If transmutation is thus theoretically possible, it only remains to show by practical experiment that it is strictly in accordance with chemical laws, and by no means inclines to the supernatural. At this juncture the young alchemist proceeded to liken the action of the Philosophers' Stone on metals to that of a ferment on organic matter. When metals are melted and brought to red heat, a molecular change may be produced analogous to fermentation. Just as sugar, under the influence of a ferment, may be changed into lactic acid without altering its constituents, so metals can alter their character under the influence of the Philosophers' Stone. The explanation of the latter case is no more difficult than that of the former. The ferment does not take any part in the chemical changes it brings about, and no satisfactory explanation of its effects can be found either in the laws of affinity or in the forces of electricity, light, or heat. As with the ferment, the required quantity of the Philosophers' Stone is infinitesimal. Medicine, philosophy, every modern science was at one time a source of such errors and extravagances as are associated with mediaeval alchemy, but they are not therefore neglected and despised. Wherefore, then, should we be blind to the scientific nature of transmutation?

One of the foundations of alchemical theories was that minerals grew and developed in the earth, like organic things. It was always the aim of nature to produce gold, the most precious metal, but when circumstances were not favourable the baser metals resulted. The desire of the old alchemists was to surprise nature's secrets, and thus attain the ability to do in a short period what nature takes years to accomplish. Nevertheless, the mediaeval alchemists appreciated the value of time in their experiments as modern alchemists never do.
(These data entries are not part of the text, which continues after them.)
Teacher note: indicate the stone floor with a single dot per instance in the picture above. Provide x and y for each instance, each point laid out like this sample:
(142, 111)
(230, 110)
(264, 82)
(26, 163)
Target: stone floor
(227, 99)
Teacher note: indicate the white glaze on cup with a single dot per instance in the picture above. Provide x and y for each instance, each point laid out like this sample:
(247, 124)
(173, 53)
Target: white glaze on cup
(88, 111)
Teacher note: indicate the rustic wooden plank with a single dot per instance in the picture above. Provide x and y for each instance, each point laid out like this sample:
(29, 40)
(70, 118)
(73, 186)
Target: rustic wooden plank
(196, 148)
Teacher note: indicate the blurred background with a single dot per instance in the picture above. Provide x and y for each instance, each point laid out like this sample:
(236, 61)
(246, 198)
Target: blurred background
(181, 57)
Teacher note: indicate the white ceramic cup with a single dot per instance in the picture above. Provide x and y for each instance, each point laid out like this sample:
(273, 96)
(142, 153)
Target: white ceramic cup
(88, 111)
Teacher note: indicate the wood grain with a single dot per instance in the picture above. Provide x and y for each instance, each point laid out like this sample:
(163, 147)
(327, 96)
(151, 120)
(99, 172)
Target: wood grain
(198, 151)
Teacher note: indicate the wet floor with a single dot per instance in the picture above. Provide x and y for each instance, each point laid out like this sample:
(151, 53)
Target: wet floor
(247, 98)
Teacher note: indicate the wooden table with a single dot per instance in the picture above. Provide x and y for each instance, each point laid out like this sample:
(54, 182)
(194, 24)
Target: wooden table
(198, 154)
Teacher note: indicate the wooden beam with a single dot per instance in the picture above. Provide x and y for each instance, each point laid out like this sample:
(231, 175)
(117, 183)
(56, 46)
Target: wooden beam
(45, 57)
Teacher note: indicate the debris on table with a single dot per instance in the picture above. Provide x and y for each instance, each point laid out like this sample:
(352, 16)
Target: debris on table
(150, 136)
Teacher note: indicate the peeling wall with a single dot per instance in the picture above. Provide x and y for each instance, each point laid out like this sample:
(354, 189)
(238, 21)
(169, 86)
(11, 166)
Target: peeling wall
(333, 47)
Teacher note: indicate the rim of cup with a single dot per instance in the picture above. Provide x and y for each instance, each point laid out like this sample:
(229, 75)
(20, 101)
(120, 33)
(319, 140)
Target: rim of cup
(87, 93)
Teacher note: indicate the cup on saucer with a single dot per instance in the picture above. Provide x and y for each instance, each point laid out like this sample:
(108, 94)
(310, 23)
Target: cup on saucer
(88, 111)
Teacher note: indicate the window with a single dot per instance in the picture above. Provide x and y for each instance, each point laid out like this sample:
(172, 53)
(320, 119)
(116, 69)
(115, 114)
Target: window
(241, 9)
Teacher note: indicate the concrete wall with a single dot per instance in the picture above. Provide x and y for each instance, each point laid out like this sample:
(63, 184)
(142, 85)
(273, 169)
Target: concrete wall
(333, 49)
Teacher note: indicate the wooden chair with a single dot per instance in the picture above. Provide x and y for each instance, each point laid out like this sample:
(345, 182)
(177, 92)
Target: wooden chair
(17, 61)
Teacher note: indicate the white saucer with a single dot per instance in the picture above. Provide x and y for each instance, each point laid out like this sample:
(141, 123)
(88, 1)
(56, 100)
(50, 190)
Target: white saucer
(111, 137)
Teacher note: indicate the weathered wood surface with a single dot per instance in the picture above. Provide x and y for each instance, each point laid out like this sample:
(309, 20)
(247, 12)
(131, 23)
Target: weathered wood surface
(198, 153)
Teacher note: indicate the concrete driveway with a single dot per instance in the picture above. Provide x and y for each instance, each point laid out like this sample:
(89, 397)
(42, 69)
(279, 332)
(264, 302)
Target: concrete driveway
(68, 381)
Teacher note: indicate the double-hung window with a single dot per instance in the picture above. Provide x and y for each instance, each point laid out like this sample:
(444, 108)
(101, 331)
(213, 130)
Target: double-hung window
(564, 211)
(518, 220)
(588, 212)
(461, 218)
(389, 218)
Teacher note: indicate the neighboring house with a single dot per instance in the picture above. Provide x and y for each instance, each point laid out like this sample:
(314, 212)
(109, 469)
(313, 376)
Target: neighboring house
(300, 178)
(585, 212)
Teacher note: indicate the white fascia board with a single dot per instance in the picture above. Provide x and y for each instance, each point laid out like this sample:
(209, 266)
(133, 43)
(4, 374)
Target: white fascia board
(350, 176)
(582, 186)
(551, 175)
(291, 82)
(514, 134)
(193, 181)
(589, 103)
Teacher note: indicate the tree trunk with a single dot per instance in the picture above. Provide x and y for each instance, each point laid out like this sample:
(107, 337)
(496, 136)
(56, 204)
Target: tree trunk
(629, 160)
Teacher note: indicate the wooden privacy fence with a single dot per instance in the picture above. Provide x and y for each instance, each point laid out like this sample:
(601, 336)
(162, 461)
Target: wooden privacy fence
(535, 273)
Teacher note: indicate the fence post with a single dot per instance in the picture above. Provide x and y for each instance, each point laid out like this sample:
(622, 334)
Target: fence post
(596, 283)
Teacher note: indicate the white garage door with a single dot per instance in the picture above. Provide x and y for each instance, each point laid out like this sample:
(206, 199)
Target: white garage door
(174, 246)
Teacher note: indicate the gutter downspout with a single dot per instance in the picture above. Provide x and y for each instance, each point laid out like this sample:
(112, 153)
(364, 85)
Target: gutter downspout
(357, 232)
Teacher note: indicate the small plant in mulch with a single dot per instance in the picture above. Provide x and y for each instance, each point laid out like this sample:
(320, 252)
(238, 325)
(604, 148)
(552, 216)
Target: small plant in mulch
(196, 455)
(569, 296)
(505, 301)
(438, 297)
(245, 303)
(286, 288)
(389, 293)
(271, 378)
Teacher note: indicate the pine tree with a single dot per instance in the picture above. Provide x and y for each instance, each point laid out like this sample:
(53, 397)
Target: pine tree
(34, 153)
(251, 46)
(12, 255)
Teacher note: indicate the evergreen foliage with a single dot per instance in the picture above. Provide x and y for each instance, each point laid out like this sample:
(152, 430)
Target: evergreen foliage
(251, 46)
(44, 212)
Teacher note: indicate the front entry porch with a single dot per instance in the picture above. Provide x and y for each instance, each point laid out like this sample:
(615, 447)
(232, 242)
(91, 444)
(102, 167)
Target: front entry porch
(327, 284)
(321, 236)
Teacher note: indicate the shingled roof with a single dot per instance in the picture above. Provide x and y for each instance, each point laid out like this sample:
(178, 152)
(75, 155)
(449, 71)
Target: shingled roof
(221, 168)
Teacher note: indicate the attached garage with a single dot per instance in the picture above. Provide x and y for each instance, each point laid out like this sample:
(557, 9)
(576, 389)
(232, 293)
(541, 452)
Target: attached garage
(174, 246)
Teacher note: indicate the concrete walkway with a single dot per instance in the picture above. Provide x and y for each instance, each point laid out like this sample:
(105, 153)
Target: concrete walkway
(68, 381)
M. Figuier's friend urged him not to condemn these exponents of the hermetic philosophy for their metaphysical tendencies, for, he said, there are facts in our sciences which can only be explained in that light. If, for instance, copper be placed in air or water, there will be no result, but if a touch of some acid be added, it will oxidise. The explanation is that "the acid provokes oxidation of the metal, because it has an affinity for the oxide which tends to form"—-a material fact almost metaphysical in its production, and only explicable thereby.

He concluded his argument with an appeal for tolerance towards the mediaeval alchemists, whose work is underrated because it is not properly understood.